Think platform-as-product! Our team delivers great developer experiences to our Program, Project and Development teams through curated set of tools, capabilities and processes offered through our Internal Developer Platform. We automate infrastructure operations, support complex service abstractions, build flexible workflows and curate a frictionless ecosystem that enables end-to-end collaboration to help drive productivity and engineering velocity. This is a tremendous opportunity for someone who has the skill to own initiatives and a passion to work in a highly integrated global solution platform! Join us in crafting solutions that do not yet exist!
Key Qualifications
- 8+ years of experience with a track record of building and leading Cloud Native SRE and Operations for AWS or GCP hyperscalers
- Strong experience supporting customer facing applications in an 24-7 uptime environment of distributed systems
- Expertise handling production incidents, with experience working towards resolution and collaborator communication during incidents.
- Track record with improving service reliability and efficiency.
- Ability to implement and coordinate telemetry using monitoring and observability tools
- Adapt at prioritizing multiple issues in a high stress environment. Good experience in designing and improving response processes
- Experience leading multi-functional initiatives and thought leadership.
- Automation focus for operational efficiency - designing and implementing automation processes for repeatable and consistent service deployment
- A strong sense of ownership.
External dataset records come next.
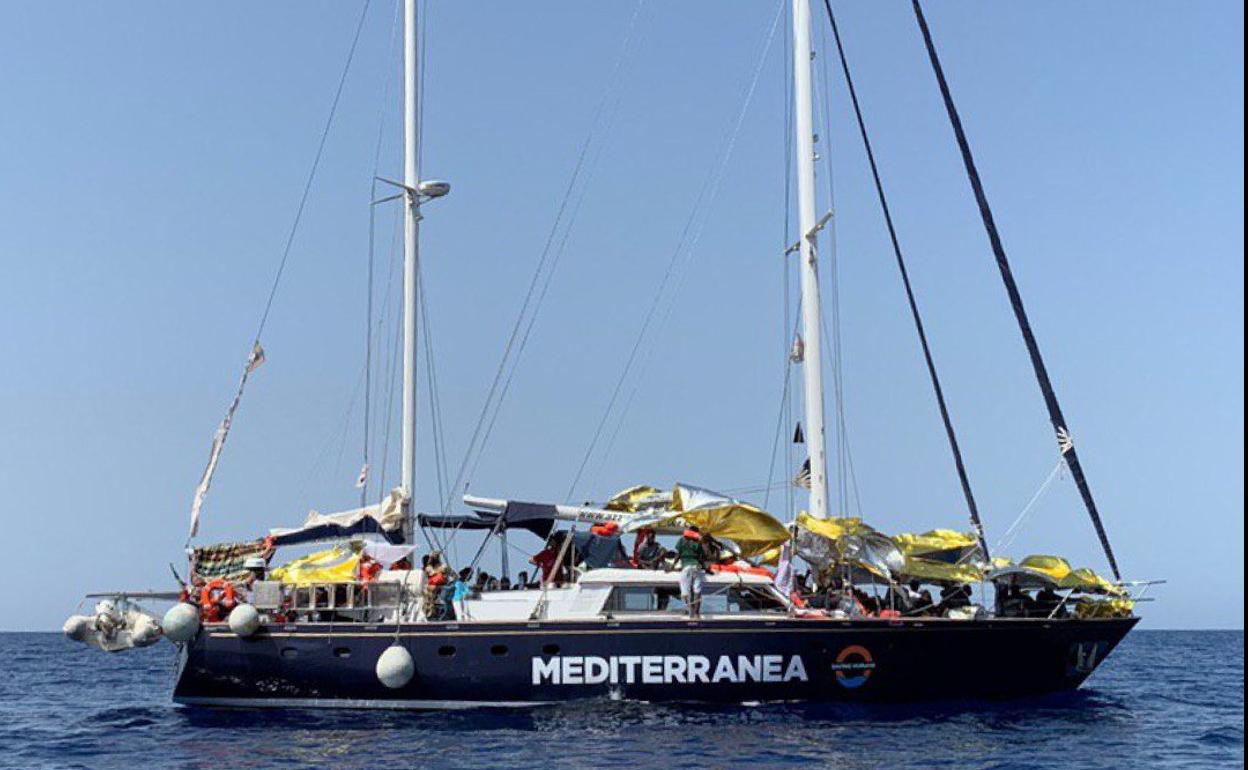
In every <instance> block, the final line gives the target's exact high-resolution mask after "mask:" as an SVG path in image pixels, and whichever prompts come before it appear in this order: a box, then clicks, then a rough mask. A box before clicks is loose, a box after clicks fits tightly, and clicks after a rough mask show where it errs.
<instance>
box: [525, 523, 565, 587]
mask: <svg viewBox="0 0 1248 770" xmlns="http://www.w3.org/2000/svg"><path fill="white" fill-rule="evenodd" d="M567 537H568V535H567V533H564V532H555V533H552V534H550V538H549V539H548V540H547V544H545V548H543V549H542V550H539V552H538V553H535V554H533V558H532V559H529V563H530V564H535V565H537V567H538V568H539V569H540V570H542V582H543V583H552V582H553V583H560V582H562V578H563V573H564V569H559V570H558V574H555V573H557V570H555V563H557V562H558V560H559V553H560V552H562V550H563V544H564V540H565V538H567Z"/></svg>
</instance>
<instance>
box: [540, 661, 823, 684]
mask: <svg viewBox="0 0 1248 770" xmlns="http://www.w3.org/2000/svg"><path fill="white" fill-rule="evenodd" d="M794 680H797V681H806V664H804V663H802V660H801V655H794V656H792V658H789V661H787V665H786V664H785V656H784V655H736V659H735V660H734V659H733V656H731V655H720V656H719V660H718V661H716V663H715V664H714V665H711V659H710V658H708V656H705V655H618V656H617V655H612V656H609V658H599V656H597V655H563V656H560V655H554V656H550V658H545V659H543V658H533V684H535V685H537V684H604V683H610V684H675V683H680V684H693V683H704V684H713V683H721V681H730V683H743V681H794Z"/></svg>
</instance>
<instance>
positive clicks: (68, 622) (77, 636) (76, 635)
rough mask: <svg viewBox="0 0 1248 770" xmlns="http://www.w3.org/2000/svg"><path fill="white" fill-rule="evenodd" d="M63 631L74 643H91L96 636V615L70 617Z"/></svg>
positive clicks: (73, 615) (86, 615)
mask: <svg viewBox="0 0 1248 770" xmlns="http://www.w3.org/2000/svg"><path fill="white" fill-rule="evenodd" d="M61 630H62V631H64V633H65V635H66V636H69V638H70V639H72V640H74V641H86V643H90V639H91V636H94V635H95V615H70V616H69V619H67V620H66V621H65V625H62V626H61Z"/></svg>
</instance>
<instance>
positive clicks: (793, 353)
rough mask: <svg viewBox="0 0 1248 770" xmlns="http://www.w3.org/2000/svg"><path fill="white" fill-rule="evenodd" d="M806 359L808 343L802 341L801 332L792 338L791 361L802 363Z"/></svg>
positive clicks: (789, 359) (789, 354) (790, 358)
mask: <svg viewBox="0 0 1248 770" xmlns="http://www.w3.org/2000/svg"><path fill="white" fill-rule="evenodd" d="M805 359H806V343H805V342H802V339H801V334H797V336H796V337H794V338H792V348H791V349H790V351H789V361H791V362H792V363H801V362H802V361H805Z"/></svg>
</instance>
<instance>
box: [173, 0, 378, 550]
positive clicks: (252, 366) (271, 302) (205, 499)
mask: <svg viewBox="0 0 1248 770" xmlns="http://www.w3.org/2000/svg"><path fill="white" fill-rule="evenodd" d="M368 5H369V0H364V4H363V7H362V9H361V10H359V21H357V22H356V31H354V35H353V36H352V39H351V47H349V50H348V51H347V61H346V62H344V64H343V67H342V75H341V76H339V77H338V86H337V89H336V90H334V92H333V100H332V101H331V104H329V115H328V116H327V117H326V121H324V127H323V129H322V130H321V140H319V141H318V142H317V150H316V156H314V157H313V160H312V168H311V170H310V171H308V177H307V181H306V182H305V183H303V193H302V195H301V196H300V205H298V207H297V208H296V212H295V221H293V222H292V223H291V231H290V235H288V236H287V237H286V246H285V248H283V250H282V258H281V260H280V261H278V265H277V272H276V273H275V276H273V283H272V286H271V287H270V290H268V298H267V300H266V301H265V309H263V312H262V313H261V316H260V323H258V324H257V327H256V334H255V337H252V343H251V349H250V351H248V354H247V363H246V364H245V366H243V373H242V377H241V378H240V381H238V388H237V391H235V397H233V401H232V402H231V404H230V407H228V408H227V409H226V416H225V419H222V421H221V424H220V426H218V427H217V432H216V436H215V437H213V442H212V449H211V451H210V453H208V463H207V465H206V467H205V469H203V474H202V477H201V478H200V483H198V485H197V487H196V490H195V498H193V500H192V503H191V529H190V533H188V534H187V538H186V543H187V544H190V543H191V540H192V539H193V538H195V535H196V534H197V533H198V529H200V512H201V509H202V505H203V503H205V500H206V498H207V494H208V488H210V485H211V484H212V475H213V473H215V472H216V467H217V462H218V461H220V458H221V454H222V452H223V451H225V444H226V438H227V437H228V436H230V427H231V424H232V423H233V417H235V413H236V412H237V409H238V404H240V403H241V402H242V393H243V391H245V389H246V387H247V379H248V377H250V376H251V373H252V372H253V371H256V368H257V367H260V364H262V363H263V362H265V349H263V348H262V347H261V344H260V338H261V334H262V333H263V331H265V324H266V323H267V322H268V313H270V311H272V308H273V300H275V298H276V297H277V288H278V286H280V285H281V282H282V273H283V272H285V271H286V263H287V261H288V260H290V256H291V247H292V246H293V245H295V235H296V232H298V228H300V221H301V220H302V218H303V208H305V206H306V205H307V200H308V195H310V193H311V191H312V182H313V180H316V172H317V168H318V167H319V165H321V156H322V154H323V152H324V145H326V140H327V139H328V137H329V129H331V126H333V117H334V115H336V114H337V111H338V100H339V99H341V97H342V90H343V86H346V84H347V74H348V72H351V62H352V60H354V57H356V47H357V46H358V44H359V34H361V32H362V31H363V29H364V20H366V19H367V17H368Z"/></svg>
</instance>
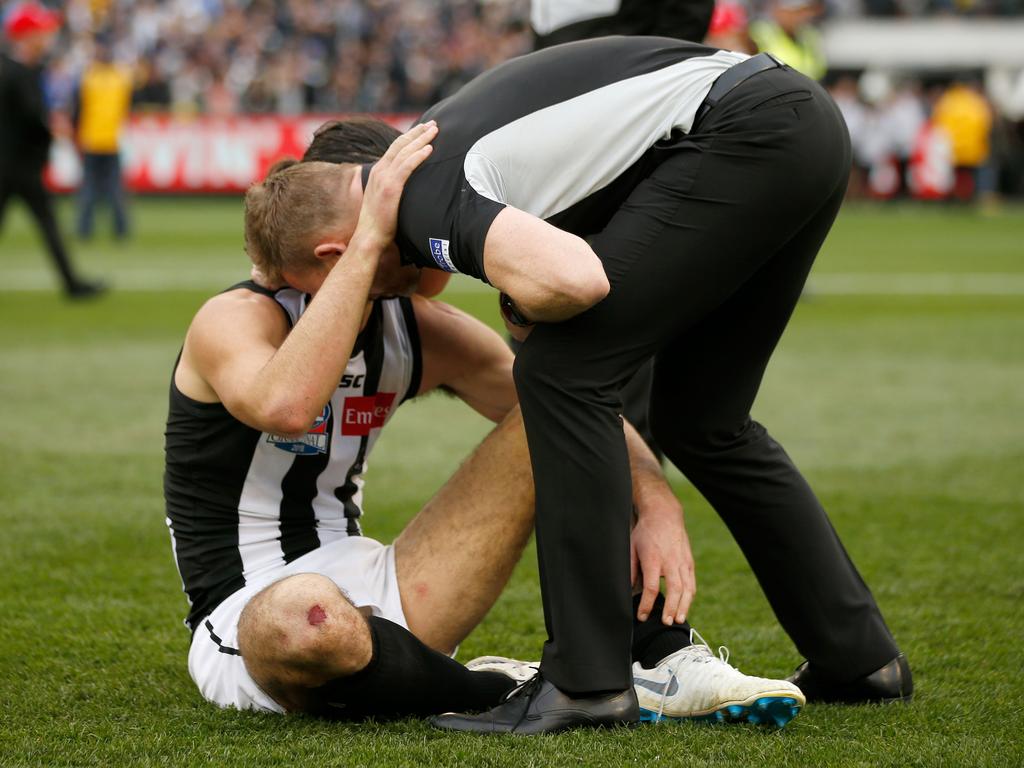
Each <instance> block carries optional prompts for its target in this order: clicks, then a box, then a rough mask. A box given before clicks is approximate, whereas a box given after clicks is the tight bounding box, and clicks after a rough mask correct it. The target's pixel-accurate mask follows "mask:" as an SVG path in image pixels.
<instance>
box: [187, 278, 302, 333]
mask: <svg viewBox="0 0 1024 768" xmlns="http://www.w3.org/2000/svg"><path fill="white" fill-rule="evenodd" d="M290 328H291V324H290V322H289V317H288V314H287V311H285V310H284V308H283V306H282V305H281V303H280V302H279V301H278V298H276V296H275V292H273V291H267V290H258V289H255V290H254V288H252V287H250V286H248V285H247V284H239V285H237V286H232V287H231V288H228V289H227V290H226V291H223V292H222V293H218V294H217V295H215V296H212V297H211V298H209V299H207V300H206V302H205V303H204V304H203V306H201V307H200V308H199V310H198V311H197V312H196V316H195V317H194V318H193V322H191V325H190V327H189V332H188V333H189V336H195V335H202V336H214V337H223V336H228V337H237V336H239V335H245V334H247V333H248V332H250V331H251V332H256V333H260V334H270V335H271V336H273V337H278V336H280V337H284V336H285V335H287V334H288V331H289V330H290Z"/></svg>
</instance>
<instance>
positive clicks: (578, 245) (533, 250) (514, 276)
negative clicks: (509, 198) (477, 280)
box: [483, 208, 608, 323]
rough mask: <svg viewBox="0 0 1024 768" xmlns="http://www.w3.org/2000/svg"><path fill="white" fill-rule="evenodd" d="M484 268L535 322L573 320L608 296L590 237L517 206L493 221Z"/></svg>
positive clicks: (530, 319)
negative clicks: (569, 230) (553, 223)
mask: <svg viewBox="0 0 1024 768" xmlns="http://www.w3.org/2000/svg"><path fill="white" fill-rule="evenodd" d="M483 269H484V271H485V272H486V273H487V280H488V281H490V284H492V285H493V286H494V287H495V288H497V289H498V290H499V291H501V292H502V293H505V294H508V295H509V296H511V297H512V300H513V301H514V302H515V305H516V307H517V308H518V310H519V312H520V314H521V315H523V316H524V317H525V318H526V319H528V321H530V322H534V323H558V322H560V321H564V319H568V318H569V317H572V316H574V315H577V314H579V313H580V312H583V311H585V310H587V309H589V308H590V307H592V306H593V305H594V304H596V303H597V302H599V301H600V300H601V299H603V298H604V297H605V296H607V295H608V278H607V275H606V274H605V273H604V267H603V266H602V264H601V260H600V259H599V258H598V257H597V254H595V253H594V252H593V251H592V250H591V248H590V246H589V245H587V243H586V241H584V240H583V239H581V238H578V237H577V236H574V234H570V233H569V232H566V231H563V230H561V229H559V228H558V227H556V226H552V225H551V224H549V223H547V222H546V221H542V220H541V219H539V218H537V217H536V216H531V215H530V214H528V213H524V212H523V211H520V210H518V209H515V208H506V209H504V210H503V211H502V212H501V213H499V214H498V216H497V217H496V218H495V220H494V221H493V222H492V224H490V228H489V229H488V230H487V237H486V239H485V240H484V244H483Z"/></svg>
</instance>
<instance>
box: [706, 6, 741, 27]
mask: <svg viewBox="0 0 1024 768" xmlns="http://www.w3.org/2000/svg"><path fill="white" fill-rule="evenodd" d="M745 28H746V11H745V10H743V6H742V5H739V4H738V3H730V2H719V3H716V4H715V12H714V13H713V14H712V17H711V29H709V30H708V34H709V35H725V34H727V33H730V32H735V31H738V30H743V29H745Z"/></svg>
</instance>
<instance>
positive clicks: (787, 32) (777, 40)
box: [750, 0, 828, 80]
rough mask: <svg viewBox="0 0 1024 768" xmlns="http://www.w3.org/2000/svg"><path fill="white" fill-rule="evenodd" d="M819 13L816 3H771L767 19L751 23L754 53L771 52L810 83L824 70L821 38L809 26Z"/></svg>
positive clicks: (822, 75)
mask: <svg viewBox="0 0 1024 768" xmlns="http://www.w3.org/2000/svg"><path fill="white" fill-rule="evenodd" d="M820 13H821V3H820V2H818V0H771V4H770V5H769V17H768V18H762V19H759V20H757V22H754V23H753V24H751V29H750V34H751V39H752V40H754V43H755V44H756V45H757V46H758V50H759V51H762V52H766V53H771V54H772V55H773V56H776V57H778V58H780V59H781V60H782V61H784V62H785V63H787V65H788V66H790V67H792V68H793V69H795V70H797V71H798V72H801V73H803V74H804V75H806V76H807V77H809V78H811V79H812V80H820V79H821V78H823V77H824V75H825V72H827V71H828V66H827V62H826V60H825V55H824V49H823V47H822V44H821V36H820V35H819V34H818V31H817V30H816V29H814V27H813V25H812V24H811V23H812V22H813V20H814V19H815V18H816V17H817V16H818V15H819V14H820Z"/></svg>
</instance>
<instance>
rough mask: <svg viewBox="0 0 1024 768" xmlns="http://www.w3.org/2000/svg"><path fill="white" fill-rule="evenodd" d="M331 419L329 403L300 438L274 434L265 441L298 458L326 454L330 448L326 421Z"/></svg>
mask: <svg viewBox="0 0 1024 768" xmlns="http://www.w3.org/2000/svg"><path fill="white" fill-rule="evenodd" d="M330 418H331V403H330V402H329V403H327V404H326V406H325V407H324V410H323V411H322V412H321V415H319V416H317V417H316V421H314V422H313V425H312V426H311V427H310V428H309V431H308V432H306V433H305V434H304V435H302V437H299V438H293V437H282V436H281V435H276V434H268V435H267V436H266V441H267V442H269V443H270V444H271V445H273V446H274V447H275V449H280V450H281V451H287V452H288V453H290V454H298V455H299V456H315V455H316V454H326V453H327V452H328V451H329V450H330V447H331V435H330V433H329V432H328V430H327V421H328V419H330Z"/></svg>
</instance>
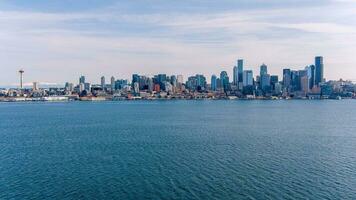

Good critical thinking & interpersonal skills to work successfully across diverse business and technical & multi-functional teams.
- Working knowledge of core cloud services such as IAM, EC2/GCE, RDS/CloudSQL, EKS/GKE, CloudWatch/Cloud Monitoring, S3/GCS etc
- Understand complex landscape architectures. Have working knowledge of on-prem and cloud based hybrid architectures and infrastructure concepts of Regions, Availability Zones, VPCs/Subnets, Loadbalancers, API Gateways etc.
- Strong understanding of common authentication schemes, certificates, secrets and protocols
- Scripting and/or coding skills needed for automation, triaging and troubleshooting (Examples include but are not limited to Python, Go, Java)
Description
Build up, lead and improve existing processes to provide 24x7 operational response for applications in public cloud platforms. Maintain services once they are live by setting up monitoring, alerting and measuring availability, latency, and overall system health. Own and review work for accuracy, quality, application performance and completeness.
Review release readiness through activities such as system design consulting, reviewing all observability and monitoring, capacity planning, and launch reviews. Understand processes to improve incident coordination among Apple teams. Keep up to date with the latest technologies and tools and evangelize their value with the development teams. Partner with architects and engineers to design and implement automation, operations, and support solutions.
Strive for top quality results and continuously look for ways to improve and enhance platform reliability, performance, and security. We're looking for a hardworking and passionate person to join this amazing team.
Education & Experience
Bachelor’s or Masters degree in Computer Science / Software Engineering / Related fields.